A lot of what is referred to as “native cut” is best shown in the image below. The facets are often very irregular on the pavilion. The crown can be somewhat more orderly, but can be as irregular as the pavilion. The culet can be considerably off center in native-cut gem. These gems were cut intentionally with the culet skewed to one side, usually to retain as much weight from the rough as possible or in the case of colored gems, to display the gemstone's best color. Re-cutting these to improve cut quality will usually sacrifice the color and substantially reduce the carat weight, decreasing its value significantly.


Polki diamonds are, in fact, one of the oldest forms of cut diamonds, originating in India long before Western cutting methods were seen there. They often retain their original rough form and have an unfaceted, polished surface.

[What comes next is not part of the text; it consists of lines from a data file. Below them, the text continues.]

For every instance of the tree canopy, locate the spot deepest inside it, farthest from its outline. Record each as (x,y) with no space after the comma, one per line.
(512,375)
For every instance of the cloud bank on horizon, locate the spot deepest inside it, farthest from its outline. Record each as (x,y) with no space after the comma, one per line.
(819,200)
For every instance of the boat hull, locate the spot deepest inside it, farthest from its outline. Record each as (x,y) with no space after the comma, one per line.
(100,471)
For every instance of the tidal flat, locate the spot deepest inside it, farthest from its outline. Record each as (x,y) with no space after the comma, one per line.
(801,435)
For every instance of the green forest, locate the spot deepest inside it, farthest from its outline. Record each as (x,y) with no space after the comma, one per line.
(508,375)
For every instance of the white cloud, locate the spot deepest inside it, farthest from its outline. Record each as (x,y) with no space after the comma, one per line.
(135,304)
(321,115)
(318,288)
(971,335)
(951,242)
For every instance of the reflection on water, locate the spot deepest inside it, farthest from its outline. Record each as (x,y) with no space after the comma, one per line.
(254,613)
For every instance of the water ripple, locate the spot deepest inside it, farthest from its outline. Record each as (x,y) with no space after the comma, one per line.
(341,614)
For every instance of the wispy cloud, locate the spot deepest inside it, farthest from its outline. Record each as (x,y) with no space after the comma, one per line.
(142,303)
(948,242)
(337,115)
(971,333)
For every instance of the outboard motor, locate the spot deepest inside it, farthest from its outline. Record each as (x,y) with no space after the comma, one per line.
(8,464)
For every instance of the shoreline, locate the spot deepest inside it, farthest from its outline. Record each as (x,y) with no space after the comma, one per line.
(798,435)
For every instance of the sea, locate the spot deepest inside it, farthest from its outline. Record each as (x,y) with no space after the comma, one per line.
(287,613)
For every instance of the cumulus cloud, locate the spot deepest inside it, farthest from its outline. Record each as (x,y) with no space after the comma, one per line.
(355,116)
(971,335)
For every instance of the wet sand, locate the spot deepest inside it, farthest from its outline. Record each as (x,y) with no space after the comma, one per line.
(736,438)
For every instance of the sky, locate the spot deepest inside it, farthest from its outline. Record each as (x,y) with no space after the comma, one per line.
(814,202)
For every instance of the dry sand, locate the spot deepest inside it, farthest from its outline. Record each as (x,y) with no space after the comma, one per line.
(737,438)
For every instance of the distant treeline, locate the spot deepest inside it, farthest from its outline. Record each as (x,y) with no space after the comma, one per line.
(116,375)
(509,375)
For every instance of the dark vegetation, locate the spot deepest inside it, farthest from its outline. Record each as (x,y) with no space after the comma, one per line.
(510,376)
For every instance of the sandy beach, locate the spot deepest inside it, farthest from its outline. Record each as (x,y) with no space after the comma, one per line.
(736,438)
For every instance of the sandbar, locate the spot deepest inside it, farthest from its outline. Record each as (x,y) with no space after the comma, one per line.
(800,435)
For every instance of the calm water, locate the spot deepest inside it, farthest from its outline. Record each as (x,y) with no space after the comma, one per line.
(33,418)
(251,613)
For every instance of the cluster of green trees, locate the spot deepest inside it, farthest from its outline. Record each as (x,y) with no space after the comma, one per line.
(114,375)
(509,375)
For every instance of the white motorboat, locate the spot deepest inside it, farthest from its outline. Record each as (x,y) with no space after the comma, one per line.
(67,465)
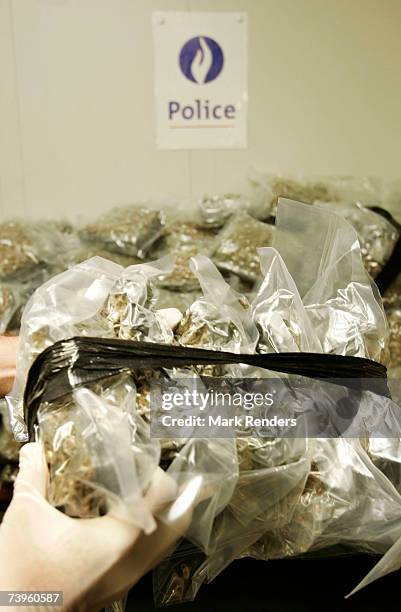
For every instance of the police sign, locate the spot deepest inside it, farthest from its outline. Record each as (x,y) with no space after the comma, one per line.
(201,92)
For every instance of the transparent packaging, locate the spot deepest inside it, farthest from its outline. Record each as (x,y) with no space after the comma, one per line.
(237,245)
(129,230)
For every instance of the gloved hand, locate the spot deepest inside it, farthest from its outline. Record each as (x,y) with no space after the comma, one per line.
(93,561)
(8,354)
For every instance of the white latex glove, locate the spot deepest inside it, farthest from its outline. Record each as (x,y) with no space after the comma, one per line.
(93,561)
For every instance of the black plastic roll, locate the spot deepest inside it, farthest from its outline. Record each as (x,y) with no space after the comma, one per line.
(78,361)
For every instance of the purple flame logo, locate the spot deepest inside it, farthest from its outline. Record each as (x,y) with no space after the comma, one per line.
(201,59)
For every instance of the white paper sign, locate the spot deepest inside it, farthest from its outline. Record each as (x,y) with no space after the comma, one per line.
(201,92)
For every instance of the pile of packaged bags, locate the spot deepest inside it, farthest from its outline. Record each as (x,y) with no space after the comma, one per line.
(95,338)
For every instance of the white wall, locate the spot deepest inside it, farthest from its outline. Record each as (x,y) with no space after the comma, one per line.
(77,114)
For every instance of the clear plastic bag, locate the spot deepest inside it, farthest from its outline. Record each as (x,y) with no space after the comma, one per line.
(221,319)
(130,230)
(95,463)
(268,188)
(377,236)
(95,298)
(278,311)
(237,246)
(215,210)
(25,246)
(183,239)
(342,303)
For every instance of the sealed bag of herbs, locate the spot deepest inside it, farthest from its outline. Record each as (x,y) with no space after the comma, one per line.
(95,352)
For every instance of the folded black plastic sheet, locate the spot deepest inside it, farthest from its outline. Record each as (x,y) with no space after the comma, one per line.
(78,361)
(392,267)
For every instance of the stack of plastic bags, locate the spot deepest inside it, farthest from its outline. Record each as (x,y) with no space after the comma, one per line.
(93,341)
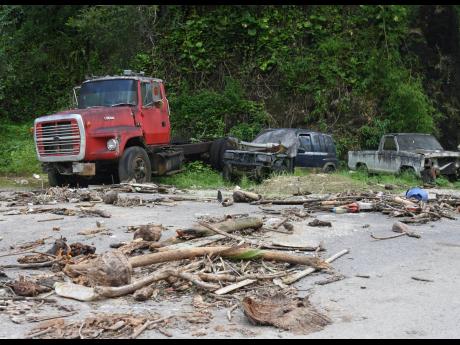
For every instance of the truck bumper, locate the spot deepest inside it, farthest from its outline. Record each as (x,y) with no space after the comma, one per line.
(84,169)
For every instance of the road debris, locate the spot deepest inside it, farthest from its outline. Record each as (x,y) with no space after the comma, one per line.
(295,315)
(422,279)
(402,230)
(149,232)
(25,287)
(102,326)
(317,222)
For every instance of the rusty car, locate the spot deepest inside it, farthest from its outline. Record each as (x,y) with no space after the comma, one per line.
(417,153)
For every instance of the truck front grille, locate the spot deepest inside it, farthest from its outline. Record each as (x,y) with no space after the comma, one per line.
(59,138)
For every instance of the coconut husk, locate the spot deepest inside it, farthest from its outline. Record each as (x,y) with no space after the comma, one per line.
(296,315)
(109,269)
(149,232)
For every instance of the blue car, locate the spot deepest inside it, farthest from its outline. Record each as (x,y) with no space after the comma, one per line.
(278,150)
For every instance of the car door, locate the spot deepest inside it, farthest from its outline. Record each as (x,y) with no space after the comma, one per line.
(304,156)
(387,158)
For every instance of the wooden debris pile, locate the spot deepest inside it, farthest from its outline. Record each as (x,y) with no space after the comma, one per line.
(409,210)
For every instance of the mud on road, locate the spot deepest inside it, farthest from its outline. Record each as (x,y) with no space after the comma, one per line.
(395,288)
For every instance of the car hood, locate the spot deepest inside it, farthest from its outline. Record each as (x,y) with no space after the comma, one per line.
(437,153)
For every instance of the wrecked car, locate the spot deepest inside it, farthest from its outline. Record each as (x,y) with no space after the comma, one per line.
(280,150)
(417,153)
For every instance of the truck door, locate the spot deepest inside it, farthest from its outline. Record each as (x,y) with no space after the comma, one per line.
(387,156)
(155,126)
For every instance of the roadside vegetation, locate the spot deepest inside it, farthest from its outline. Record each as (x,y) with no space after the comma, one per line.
(354,71)
(17,150)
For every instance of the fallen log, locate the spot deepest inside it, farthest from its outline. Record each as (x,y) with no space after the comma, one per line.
(228,252)
(279,202)
(229,225)
(299,275)
(244,196)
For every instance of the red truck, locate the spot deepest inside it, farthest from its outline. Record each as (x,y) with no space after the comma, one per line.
(119,131)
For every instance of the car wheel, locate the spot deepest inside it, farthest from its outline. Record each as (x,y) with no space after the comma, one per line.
(135,164)
(329,168)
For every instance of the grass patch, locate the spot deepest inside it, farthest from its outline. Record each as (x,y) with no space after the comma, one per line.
(17,150)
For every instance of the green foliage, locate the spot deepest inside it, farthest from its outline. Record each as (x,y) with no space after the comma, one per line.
(208,114)
(232,70)
(17,150)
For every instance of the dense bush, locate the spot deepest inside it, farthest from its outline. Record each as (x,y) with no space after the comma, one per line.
(353,71)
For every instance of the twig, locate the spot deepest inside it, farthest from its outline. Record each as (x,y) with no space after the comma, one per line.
(235,286)
(50,219)
(146,325)
(330,280)
(32,265)
(422,279)
(229,312)
(36,334)
(293,278)
(79,330)
(220,232)
(54,317)
(389,237)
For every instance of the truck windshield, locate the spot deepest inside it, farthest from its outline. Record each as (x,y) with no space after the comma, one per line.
(418,142)
(108,93)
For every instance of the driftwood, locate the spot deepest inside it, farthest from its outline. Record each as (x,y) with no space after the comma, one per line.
(279,202)
(229,252)
(299,275)
(83,293)
(149,232)
(229,225)
(114,269)
(235,286)
(244,196)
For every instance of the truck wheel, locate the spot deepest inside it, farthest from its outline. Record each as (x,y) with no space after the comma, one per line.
(329,168)
(135,164)
(362,168)
(56,180)
(216,153)
(229,176)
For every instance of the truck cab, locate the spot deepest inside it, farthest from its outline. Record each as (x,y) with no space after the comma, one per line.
(120,128)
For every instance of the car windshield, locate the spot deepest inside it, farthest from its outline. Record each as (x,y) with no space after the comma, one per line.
(411,142)
(278,136)
(285,137)
(108,93)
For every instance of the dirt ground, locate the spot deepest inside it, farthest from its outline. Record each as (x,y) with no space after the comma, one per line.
(389,303)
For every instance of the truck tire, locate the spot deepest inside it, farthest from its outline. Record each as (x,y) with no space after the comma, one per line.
(56,180)
(329,168)
(216,153)
(228,175)
(135,164)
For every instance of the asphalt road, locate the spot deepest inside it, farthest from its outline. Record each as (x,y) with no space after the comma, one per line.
(388,304)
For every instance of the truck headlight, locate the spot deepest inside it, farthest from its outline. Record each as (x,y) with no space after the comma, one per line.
(112,144)
(228,155)
(264,158)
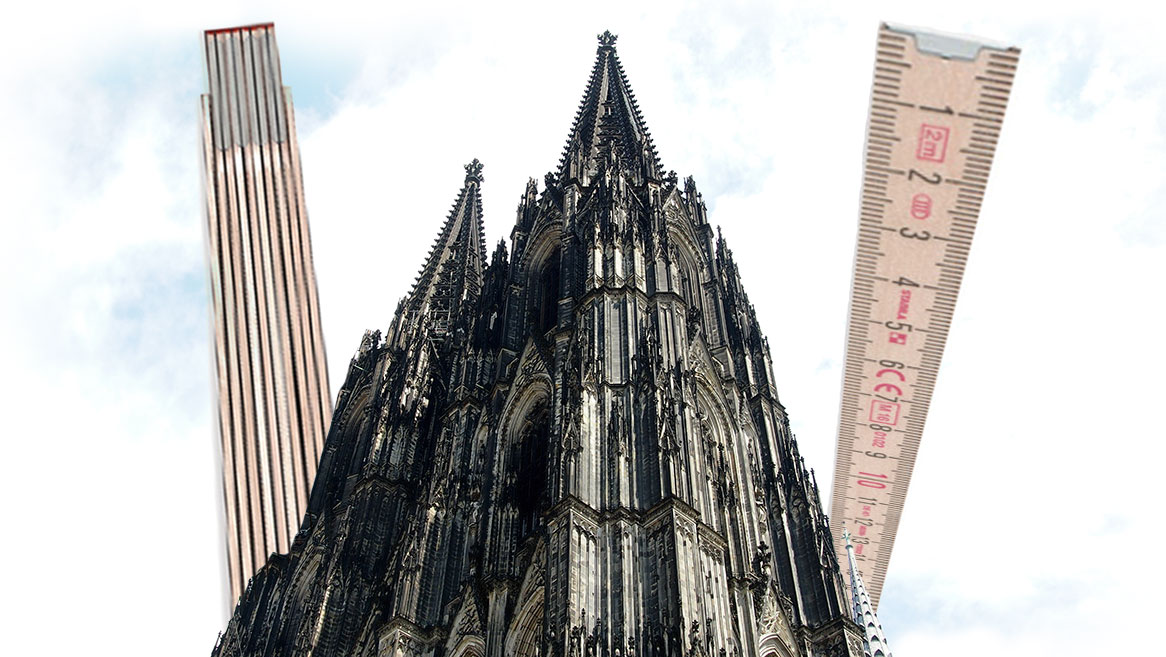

Although they have remained in use in traditional Indian jewelry designs − mainly fashioned for wedding pieces − Western jewelry designers have begun to incorporate these classic gems into their pieces.

The appeal is that they generally are cut to follow the crystal structure of the original rough stone, therefore no two polki diamonds are alike and they impart a distinctiveness that makes each piece unique. Another reason for their appeal is that they are very flattering to the wearer... the light they give off is much softer compared to the sparkle of modern cuts.

Kundan is a traditional form of Indian gemstone jewelry involving a gem set with a gold foil between the stones and its mount (gold foilback), usually for elaborate necklaces. The method is believed to have originated in the royal courts of Rajasthan and Gujarat. It is one of the older forms of jewelry made and worn in India. 

  • NO ULTRASONIC!  Solution can become trapped between the stone and the gold foilback and corrode the foilback.
  • NO STEAM! High intensity of superheated water could damage the foilback.
  • DO use warm, damp cloth to go over or gently wipe your Kundan jewelry; you can also use a bit of window cleaner such as Windex to wipe down your jewelry.